Simultaneously, the carrier will launch "initiatives
such as increasing investment by €1 million in training, modernising labour
relations, an internal mobility programme and updating human resources
policies".
"We are currently working on solutions that allow us to
reward workers for all the efforts they have made and that also allow to
mitigate the impact of rising inflation and that will be shared first hand with
worker representatives in due course", highlighted the CEO of TAP.
The CEO said that "like other airlines, TAP could have
disappeared in 2021, but the Portuguese State did not want this and a
restructuring plan was agreed, validated by Brussels".
Christine Ourmières-Widener later indicated that, "in
this very complex context and based on the data already collected", TAP
can say, despite only presenting the results in March, that "last year it
had one of the highest revenues in its history, after having already recorded
its best quarterly result ever in the third quarter of the year".

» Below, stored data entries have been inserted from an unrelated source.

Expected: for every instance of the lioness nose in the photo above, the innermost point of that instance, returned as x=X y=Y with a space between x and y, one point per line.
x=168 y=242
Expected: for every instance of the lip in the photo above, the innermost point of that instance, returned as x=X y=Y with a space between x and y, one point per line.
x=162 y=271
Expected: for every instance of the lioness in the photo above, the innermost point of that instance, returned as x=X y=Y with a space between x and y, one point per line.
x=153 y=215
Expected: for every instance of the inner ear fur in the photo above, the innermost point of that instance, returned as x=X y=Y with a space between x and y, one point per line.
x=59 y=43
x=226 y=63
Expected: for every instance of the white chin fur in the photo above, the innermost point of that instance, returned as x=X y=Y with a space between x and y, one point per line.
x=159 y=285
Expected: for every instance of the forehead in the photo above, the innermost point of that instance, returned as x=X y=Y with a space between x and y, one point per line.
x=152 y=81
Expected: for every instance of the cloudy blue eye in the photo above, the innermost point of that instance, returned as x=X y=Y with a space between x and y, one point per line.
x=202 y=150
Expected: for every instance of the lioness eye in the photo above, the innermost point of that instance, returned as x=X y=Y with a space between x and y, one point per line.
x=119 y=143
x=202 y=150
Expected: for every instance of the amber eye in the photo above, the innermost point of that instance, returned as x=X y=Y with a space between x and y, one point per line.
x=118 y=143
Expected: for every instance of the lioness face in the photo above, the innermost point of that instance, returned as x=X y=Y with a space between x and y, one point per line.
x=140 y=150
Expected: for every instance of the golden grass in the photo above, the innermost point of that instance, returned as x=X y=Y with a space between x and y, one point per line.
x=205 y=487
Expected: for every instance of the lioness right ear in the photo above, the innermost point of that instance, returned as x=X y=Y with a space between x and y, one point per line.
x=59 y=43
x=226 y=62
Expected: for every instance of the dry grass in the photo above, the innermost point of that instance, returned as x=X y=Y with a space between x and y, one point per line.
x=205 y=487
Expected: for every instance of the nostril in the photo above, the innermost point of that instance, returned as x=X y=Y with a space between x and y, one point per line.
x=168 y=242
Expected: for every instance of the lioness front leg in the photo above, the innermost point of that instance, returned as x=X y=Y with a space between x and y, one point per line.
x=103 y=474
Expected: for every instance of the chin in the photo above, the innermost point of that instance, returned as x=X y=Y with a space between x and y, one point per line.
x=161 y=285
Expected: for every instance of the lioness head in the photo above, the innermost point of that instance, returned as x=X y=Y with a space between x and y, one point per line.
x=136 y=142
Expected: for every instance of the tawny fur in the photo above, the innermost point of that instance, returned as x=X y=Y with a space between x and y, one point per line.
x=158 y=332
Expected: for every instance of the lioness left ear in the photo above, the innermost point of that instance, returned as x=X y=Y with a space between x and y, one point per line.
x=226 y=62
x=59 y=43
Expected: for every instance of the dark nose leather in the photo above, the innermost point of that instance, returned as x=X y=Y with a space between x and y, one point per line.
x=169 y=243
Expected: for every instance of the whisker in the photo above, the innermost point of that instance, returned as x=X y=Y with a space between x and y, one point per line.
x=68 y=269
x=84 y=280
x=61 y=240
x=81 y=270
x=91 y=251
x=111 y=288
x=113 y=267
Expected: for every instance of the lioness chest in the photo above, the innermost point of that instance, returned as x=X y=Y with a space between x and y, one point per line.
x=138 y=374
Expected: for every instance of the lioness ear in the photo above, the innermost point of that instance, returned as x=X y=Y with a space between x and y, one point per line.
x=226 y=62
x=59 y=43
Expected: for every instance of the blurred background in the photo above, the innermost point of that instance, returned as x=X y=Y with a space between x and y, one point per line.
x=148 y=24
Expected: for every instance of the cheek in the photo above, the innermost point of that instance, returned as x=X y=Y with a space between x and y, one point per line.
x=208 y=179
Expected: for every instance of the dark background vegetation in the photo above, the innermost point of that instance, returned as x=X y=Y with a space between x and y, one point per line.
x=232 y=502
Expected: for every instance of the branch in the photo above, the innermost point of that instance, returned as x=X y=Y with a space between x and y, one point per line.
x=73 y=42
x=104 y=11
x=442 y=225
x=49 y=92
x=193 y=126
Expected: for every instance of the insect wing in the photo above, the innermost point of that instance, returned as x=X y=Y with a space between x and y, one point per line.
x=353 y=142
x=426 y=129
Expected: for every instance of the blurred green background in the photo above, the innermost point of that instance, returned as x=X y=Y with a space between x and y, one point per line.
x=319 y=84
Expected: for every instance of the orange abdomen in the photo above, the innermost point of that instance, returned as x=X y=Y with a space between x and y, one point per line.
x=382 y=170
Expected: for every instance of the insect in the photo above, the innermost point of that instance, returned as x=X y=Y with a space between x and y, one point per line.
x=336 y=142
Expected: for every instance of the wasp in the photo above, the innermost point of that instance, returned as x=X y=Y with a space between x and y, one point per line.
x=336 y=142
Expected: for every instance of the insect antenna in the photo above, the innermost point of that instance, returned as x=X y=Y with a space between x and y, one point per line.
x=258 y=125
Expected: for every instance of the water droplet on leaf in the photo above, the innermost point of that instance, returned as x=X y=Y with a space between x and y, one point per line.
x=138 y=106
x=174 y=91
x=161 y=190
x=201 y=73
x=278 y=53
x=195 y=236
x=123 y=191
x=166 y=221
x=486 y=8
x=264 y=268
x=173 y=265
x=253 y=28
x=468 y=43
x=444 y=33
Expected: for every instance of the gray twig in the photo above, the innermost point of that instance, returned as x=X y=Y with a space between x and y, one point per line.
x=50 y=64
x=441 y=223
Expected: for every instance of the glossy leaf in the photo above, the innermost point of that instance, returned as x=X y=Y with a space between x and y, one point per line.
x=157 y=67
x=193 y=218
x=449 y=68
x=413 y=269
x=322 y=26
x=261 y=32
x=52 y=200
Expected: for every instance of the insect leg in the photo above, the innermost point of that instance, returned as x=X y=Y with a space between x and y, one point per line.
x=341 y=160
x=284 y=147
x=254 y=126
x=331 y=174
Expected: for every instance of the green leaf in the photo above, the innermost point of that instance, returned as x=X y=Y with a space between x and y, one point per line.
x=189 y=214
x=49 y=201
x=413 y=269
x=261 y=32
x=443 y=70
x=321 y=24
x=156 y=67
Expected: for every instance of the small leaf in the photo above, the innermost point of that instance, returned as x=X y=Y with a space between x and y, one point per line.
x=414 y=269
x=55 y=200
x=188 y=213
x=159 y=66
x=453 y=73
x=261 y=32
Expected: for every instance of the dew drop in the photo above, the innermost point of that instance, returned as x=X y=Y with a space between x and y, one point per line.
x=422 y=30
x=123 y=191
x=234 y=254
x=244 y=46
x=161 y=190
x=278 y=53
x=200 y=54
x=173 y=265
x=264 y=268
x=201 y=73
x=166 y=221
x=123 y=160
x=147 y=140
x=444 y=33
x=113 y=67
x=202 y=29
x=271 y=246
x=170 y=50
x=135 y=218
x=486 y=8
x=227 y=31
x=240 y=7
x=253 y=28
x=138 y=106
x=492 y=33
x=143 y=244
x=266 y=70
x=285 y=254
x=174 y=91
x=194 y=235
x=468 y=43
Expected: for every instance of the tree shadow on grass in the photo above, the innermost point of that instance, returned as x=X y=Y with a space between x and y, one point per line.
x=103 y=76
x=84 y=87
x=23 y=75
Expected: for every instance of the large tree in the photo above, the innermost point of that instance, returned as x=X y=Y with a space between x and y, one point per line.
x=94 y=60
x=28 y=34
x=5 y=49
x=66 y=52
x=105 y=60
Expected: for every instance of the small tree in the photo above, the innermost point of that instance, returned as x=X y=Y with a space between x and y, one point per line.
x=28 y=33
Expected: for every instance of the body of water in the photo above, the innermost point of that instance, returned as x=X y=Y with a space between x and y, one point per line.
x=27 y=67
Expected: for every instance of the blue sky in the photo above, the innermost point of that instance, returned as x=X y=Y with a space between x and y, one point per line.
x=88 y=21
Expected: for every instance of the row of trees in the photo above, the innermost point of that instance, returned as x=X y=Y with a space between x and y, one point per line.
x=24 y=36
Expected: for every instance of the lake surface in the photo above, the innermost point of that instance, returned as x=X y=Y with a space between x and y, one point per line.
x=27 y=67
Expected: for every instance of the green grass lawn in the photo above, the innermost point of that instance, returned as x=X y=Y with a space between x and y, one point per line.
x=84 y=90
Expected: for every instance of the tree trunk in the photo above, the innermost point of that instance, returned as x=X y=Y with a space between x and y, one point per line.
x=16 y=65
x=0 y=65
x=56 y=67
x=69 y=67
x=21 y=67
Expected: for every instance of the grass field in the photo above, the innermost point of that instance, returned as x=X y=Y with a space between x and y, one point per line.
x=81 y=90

The CEO of TAP defended that these results are the
reflection not only of "greater market demand", but also of a
"set of measures taken throughout this first year" of the plan,
including "the optimisation of revenues per flight, of schedules and
frequencies, the new dynamic billing model and the entire reorganisation of the
commercial force"
The CEO recognises the "effort" asked of workers
with the reduction of the wage bill and guaranteed that more than 150 million
euros have already been saved in renegotiations of contracts with third
parties, also ensuring that "various problems" were solved, such as
that of ME Brasil, which has been "inoperative" since May last year,
"expected to end definitively in 2024".